Avant tout, j’ai un petit soucis avec le fait qu’il soit dans la compétition, car j’en suis sortie en me disant « Mais en quoi est-il grolandais ? » car, même s’il y a des scènes où l’on ri, ce n’est quand même pas l’humour, même grinçant, qui caractérise ce film. Un peu comme si « Les 7 Samouraïs » concourrait dans un festival de comédies musicales. Mais je dois reconnaître que j’avais adoré l’an dernier « The Punk Syndrome » qui faisait partie de mes 3 chouchous. Lui aussi n’était pas comique, mais j’avais moins de soucis du fait que ce soit un documentaire. C’était un peu comme un épisode de la première saison de « Strip-tease », assez insolite et touchant à la fois, on en sort marqué, et on ne sort pas indemne de « Mange tes morts »

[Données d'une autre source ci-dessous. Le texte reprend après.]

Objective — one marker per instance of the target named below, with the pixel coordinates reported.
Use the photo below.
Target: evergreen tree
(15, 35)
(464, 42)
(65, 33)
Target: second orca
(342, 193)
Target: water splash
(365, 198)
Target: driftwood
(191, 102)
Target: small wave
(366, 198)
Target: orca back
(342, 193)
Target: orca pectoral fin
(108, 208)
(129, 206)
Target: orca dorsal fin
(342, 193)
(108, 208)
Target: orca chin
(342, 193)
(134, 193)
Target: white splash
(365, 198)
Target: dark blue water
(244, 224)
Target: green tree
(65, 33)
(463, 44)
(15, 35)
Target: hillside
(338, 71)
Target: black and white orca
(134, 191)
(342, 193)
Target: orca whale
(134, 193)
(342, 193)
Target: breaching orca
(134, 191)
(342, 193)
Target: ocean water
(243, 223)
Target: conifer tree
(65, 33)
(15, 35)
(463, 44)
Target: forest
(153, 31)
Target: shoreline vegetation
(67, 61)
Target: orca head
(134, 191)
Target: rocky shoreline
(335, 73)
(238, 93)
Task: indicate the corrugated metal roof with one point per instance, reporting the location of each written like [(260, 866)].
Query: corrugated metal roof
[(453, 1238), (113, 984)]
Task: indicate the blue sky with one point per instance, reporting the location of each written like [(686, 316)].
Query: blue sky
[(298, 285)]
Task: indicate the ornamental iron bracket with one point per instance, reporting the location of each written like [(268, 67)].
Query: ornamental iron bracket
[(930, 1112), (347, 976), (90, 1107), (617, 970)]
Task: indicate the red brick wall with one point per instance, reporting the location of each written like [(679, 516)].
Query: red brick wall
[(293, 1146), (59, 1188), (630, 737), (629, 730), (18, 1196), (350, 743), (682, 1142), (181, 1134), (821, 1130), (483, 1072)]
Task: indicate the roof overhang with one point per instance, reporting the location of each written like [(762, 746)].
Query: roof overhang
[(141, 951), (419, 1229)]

Ce film se démarque indéniablement par son sujet, les gens du voyage, filmés de l’intérieur, c’est-à-dire sans l’angle du sujet de journal télévisé, comme « Comment les villes peuvent-elles les accueillir ? » ou « Nos poules sont-elles en danger ? ». Jean-Charles Hue choisit une nouvelle fois les mêmes acteurs non professionnels de « la BM du Seigneur », son précédent film, avec une répartition des rôles ici différente, et échappe aux discours normés. Le retour de Fred (Frédéric Dorkel) au sein de sa famille, après avoir purgé une peine de 15 ans, permet aux spectateurs de connaître les changements de la communauté yéniche, comme l’apparition d’une église chrétienne, proche de son cousin et de son petit frère Jason (Jason François) dont le baptême est prévu le lendemain. L’accueil de Fred mêle la joie des retrouvailles avec Jason et l’angoisse d’une partie de communauté qui se tient maintenant à carreaux. La première nuit ensemble sera une virée initiatique à tombeau ouvert pour Jason, qui acquerra son nouveau surnom « Jack », et une occasion de digérer le passé pour Fred, en quête de rédemption. Le chassé redevient le chasseur. Famille et code de l’honneur prennent une dimension sacrée ici, où le titre même « Mange tes morts » est la pire insulte signifiant qu’on envoie l’autre renier ses ancêtres : celui qui mange sa parole ou la mémoire des anciens n’est plus un homme. Rappelons que le titre complet est « Mange tes morts – tu ne diras point ». Cette virée de nuit (que le réalisateur a vécue dans la voiture de l’oncle de Fred, à qui le film est dédiée) est une immersion totale pour le spectateur. D’ailleurs si quelqu’un peut m’expliquer où il met la caméra quand il les filme à tout berzingue, à l’intérieur puis à l’extérieur de la voiture, sans aucun champ-contre-champ, je suis preneuse. Grand film, mais pas grolandais.